PHI relates to an individual’s present, past, or future medical records processed, transmitted, and stored in any form or medium. However, PHI does not include education and employment records. Also, the health information of a person deceased more than 50 years ago is not considered as PHI.
HIPAA specifies 18 identifiers considered as PHI. When these identifiers are removed, then the record no longer contains protected health information. Some of the identifiers include: names, locations, age, dates, contacts, and IDs
Here’s the full list of PHI identifiers
To give you an idea, here are some documents that may have PHI:
Clinical notes. These are notes provided by the doctor and contain the preliminary and final diagnosis of the patient. It also contains the name of the doctor and patient.
Email to the doctor’s office. An email to a doctor also contains PHI such as the name of the patient and doctor, clinical diagnosis of the patient, and prescribed drugs that the patient may be taking.
Appointment scheduling note with your doctor’s office. An appointment note to see a doctor usually contains the patient’s name and contact information.

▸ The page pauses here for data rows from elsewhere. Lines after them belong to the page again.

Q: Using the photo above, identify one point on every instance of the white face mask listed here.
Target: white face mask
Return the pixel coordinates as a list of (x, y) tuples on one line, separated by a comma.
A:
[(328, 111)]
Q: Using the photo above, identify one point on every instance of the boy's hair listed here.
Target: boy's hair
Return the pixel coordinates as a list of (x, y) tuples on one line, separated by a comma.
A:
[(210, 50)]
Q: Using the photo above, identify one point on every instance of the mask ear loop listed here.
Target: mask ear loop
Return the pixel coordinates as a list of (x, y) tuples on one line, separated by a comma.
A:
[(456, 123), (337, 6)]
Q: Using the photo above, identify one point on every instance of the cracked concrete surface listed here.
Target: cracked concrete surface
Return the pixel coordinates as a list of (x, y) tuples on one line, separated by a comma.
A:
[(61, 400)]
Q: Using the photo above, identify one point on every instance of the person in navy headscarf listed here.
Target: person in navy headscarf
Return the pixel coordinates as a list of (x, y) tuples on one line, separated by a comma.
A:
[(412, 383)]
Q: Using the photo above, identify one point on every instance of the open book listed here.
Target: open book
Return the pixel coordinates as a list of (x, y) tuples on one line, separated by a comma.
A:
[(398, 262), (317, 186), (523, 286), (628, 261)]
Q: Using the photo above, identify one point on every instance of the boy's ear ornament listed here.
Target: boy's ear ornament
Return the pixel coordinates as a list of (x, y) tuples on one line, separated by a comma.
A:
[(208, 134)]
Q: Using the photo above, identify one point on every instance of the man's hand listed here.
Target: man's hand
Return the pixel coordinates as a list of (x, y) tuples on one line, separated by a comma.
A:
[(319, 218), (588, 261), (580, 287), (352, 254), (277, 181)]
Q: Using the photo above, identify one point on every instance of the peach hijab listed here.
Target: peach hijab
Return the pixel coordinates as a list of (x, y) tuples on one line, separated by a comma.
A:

Imaging and test results. X-rays images, CT scans, MRI, and other test results performed in the lab carry the patient’s name and diagnosis.
When and how can PHI be disclosed?
The HIPAA Privacy Rule is the main regulation that governs the use of PHI. It also provides information on when and how PHI can be disclosed. Normally, it happens when the patient agrees to it. However, when the person does not provide consent, PHI use and disclosure are allowed:
For treatment purposes. For example, when the PHI is required by another doctor to treat the patient
If it is required by law. For example, where the patient is involved in a criminal offence
For public health purposes. For example, in case the patient has an infectious disease that could be a threat to a large part of the population.
However, even in these circumstances, the disclosure of PHI must follow the Minimum Necessary Rule. This rule states that the covered entities are allowed to disclose only the minimum necessary information. The exception is when the doctor needs full access to the patient’s medical history to provide treatment in a healthcare setting.
How to secure PHI to stay HIPAA-compliant
Covered entities and their business associates need to meet a set of requirements and perform all risk assessments to stay HIPAA-compliant and secure PHI.
Regularly perform HIPAA risk assessments
Companies that deal with PHI should frequently carry out risk assessments to detect vulnerabilities in their systems. Here is what the Health & Human Services (HHS) suggest organizations should be doing:
- Identifying where PHI is stored, received, maintained or transmitted
- Detecting and registering vulnerabilities and potential threats
- Ensuring that the security measures put in place to protect PHI are used properly and up to date
- Assigning risk levels for vulnerability, determining the possibility of a threat, and the impact of a PHI breach.
- Documenting the results of the assessment to make changes and take action where necessary
Implement technical safeguards
This refers to all the technology used to protect and encrypt PHI. Here are the technical safeguards that companies can implement to ensure that their data is secure:
Ensure that access to PHI is limited. This can be done by providing a unique ID and password to each user. So, if there is a violation, it can be easily traced back to a specific user.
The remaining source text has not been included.